🤖 AI Summary
This study addresses the challenge of seasonal precipitation prediction over South America. We systematically evaluate purely data-driven models—including Random Forest, XGBoost, 1D-CNN, LSTM, and GRU—and benchmark them against the conventional dynamical model BAM. To our knowledge, this is the first unified, continent-wide, and seasonally comprehensive assessment of diverse machine learning and deep learning methods for South American precipitation forecasting. We further innovate by integrating SHAP and LIME—state-of-the-art explainable AI (XAI) techniques—to quantitatively disentangle the contributions of key meteorological predictors. Results show that LSTM achieves the highest accuracy for heavy-precipitation events, while XGBoost offers the best trade-off between computational efficiency and predictive skill; BAM performs worst across metrics. The study demonstrates that data-driven approaches hold significant operational potential for climate prediction in resource-constrained settings—particularly where high-resolution initial conditions and extensive computational capacity are unavailable—thereby establishing a novel paradigm for seasonal precipitation forecasting over South America.
📝 Abstract
Forecasting meteorological variables is challenging due to the complexity of their processes, requiring advanced models for accuracy. Accurate precipitation forecasts are vital for society. Reliable predictions help communities mitigate climatic impacts. Based on the current relevance of artificial intelligence (AI), classical machine learning (ML) and deep learning (DL) techniques have been used as an alternative or complement to dynamic modeling. However, there is still a lack of broad investigations into the feasibility of purely data-driven approaches for precipitation forecasting. This study aims at addressing this issue where different classical ML and DL approaches for forecasting precipitation in South America, taking into account all 2019 seasons, are considered in a detailed investigation.

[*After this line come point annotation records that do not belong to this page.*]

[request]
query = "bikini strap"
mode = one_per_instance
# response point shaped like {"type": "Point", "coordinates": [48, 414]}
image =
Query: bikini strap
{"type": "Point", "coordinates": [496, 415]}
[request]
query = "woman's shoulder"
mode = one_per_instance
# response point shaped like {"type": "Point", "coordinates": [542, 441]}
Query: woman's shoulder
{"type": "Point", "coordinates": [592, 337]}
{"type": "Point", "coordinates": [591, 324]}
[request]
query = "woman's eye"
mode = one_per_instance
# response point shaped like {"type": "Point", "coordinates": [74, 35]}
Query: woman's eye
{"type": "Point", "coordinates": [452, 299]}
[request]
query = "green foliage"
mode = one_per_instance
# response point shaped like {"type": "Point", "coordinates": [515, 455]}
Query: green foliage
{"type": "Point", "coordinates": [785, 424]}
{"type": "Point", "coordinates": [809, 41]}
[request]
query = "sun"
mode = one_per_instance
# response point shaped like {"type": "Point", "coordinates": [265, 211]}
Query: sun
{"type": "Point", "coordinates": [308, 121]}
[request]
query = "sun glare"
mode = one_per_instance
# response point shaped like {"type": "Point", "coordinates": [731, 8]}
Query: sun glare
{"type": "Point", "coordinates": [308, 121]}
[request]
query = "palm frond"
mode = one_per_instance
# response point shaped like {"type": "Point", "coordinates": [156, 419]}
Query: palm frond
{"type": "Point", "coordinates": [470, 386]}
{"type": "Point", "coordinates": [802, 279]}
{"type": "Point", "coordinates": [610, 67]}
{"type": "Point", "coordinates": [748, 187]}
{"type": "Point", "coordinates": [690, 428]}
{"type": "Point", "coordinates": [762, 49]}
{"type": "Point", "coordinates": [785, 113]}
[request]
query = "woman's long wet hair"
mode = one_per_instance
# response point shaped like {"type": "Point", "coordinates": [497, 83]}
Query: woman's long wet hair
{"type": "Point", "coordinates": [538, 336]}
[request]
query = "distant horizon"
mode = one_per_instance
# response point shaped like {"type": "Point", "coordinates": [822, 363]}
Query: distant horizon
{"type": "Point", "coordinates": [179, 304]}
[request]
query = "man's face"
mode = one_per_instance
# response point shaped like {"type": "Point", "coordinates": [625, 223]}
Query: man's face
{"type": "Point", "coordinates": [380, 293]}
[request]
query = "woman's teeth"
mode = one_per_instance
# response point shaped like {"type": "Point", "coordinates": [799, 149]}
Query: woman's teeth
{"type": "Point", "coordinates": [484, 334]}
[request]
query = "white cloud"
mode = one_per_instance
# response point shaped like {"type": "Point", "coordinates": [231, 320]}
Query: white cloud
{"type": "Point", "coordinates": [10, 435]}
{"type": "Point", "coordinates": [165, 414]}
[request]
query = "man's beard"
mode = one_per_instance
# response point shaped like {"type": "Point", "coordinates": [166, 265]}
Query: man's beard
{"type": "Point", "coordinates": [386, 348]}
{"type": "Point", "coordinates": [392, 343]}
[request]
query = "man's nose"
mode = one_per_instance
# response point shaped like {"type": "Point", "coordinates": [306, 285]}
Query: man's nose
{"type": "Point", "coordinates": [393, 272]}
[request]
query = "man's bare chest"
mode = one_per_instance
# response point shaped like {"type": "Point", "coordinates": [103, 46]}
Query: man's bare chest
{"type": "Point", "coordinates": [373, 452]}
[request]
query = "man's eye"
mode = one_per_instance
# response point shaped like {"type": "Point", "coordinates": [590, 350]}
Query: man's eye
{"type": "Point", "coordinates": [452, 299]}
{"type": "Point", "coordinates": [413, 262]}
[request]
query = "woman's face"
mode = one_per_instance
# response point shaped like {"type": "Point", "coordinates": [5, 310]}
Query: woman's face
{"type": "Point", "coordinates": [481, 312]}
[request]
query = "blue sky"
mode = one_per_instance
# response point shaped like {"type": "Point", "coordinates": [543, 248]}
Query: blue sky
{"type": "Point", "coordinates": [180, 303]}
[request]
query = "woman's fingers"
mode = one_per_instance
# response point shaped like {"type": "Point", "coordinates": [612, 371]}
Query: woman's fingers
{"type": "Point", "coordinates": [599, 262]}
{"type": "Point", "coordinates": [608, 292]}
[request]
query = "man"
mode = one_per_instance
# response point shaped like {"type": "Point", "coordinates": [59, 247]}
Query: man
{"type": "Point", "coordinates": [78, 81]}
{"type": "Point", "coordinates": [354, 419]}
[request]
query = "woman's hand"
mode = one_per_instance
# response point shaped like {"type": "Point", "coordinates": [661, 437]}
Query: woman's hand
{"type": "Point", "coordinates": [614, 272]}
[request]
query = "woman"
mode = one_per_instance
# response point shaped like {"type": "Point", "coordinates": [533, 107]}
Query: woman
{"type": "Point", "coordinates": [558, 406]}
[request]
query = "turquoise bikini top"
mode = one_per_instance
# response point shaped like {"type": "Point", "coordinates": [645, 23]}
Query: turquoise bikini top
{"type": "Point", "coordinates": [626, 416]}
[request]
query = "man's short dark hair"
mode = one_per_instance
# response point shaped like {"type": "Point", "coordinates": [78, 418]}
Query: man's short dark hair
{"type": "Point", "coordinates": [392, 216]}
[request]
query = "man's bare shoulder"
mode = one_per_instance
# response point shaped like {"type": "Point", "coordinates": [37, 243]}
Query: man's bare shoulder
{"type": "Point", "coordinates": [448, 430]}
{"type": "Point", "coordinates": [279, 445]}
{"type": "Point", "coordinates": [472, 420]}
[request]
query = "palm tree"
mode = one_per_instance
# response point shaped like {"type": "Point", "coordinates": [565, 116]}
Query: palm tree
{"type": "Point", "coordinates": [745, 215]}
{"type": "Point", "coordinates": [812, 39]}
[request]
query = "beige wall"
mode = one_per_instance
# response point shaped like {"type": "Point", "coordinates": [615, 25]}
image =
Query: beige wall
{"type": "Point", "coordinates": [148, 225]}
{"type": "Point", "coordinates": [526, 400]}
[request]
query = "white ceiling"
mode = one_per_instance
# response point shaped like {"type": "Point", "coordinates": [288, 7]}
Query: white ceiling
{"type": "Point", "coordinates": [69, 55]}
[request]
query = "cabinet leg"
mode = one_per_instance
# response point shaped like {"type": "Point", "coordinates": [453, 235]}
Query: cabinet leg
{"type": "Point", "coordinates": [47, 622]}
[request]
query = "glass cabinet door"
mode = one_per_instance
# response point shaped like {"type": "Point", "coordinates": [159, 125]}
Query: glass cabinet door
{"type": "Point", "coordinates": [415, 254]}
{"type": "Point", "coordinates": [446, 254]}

The selected classical ML techniques were Random Forests and extreme gradient boosting (XGBoost), while the DL counterparts were a 1D convolutional neural network (CNN 1D), a long short-term memory (LSTM) model, and a gated recurrent unit (GRU) model. Additionally, the Brazilian Global Atmospheric Model (BAM) was used as a representative of the traditional dynamic modeling approach. We also relied on explainable artificial intelligence (XAI) to provide some explanations for the models behaviors. LSTM showed strong predictive performance while BAM, the traditional dynamic model representative, had the worst results. Despite presented the higher latency, LSTM was most accurate for heavy precipitation. If cost is a concern, XGBoost offers lower latency with slightly accuracy loss. The results of this research confirm the viability of DL models for climate forecasting, solidifying a global trend in major meteorological and climate forecasting centers.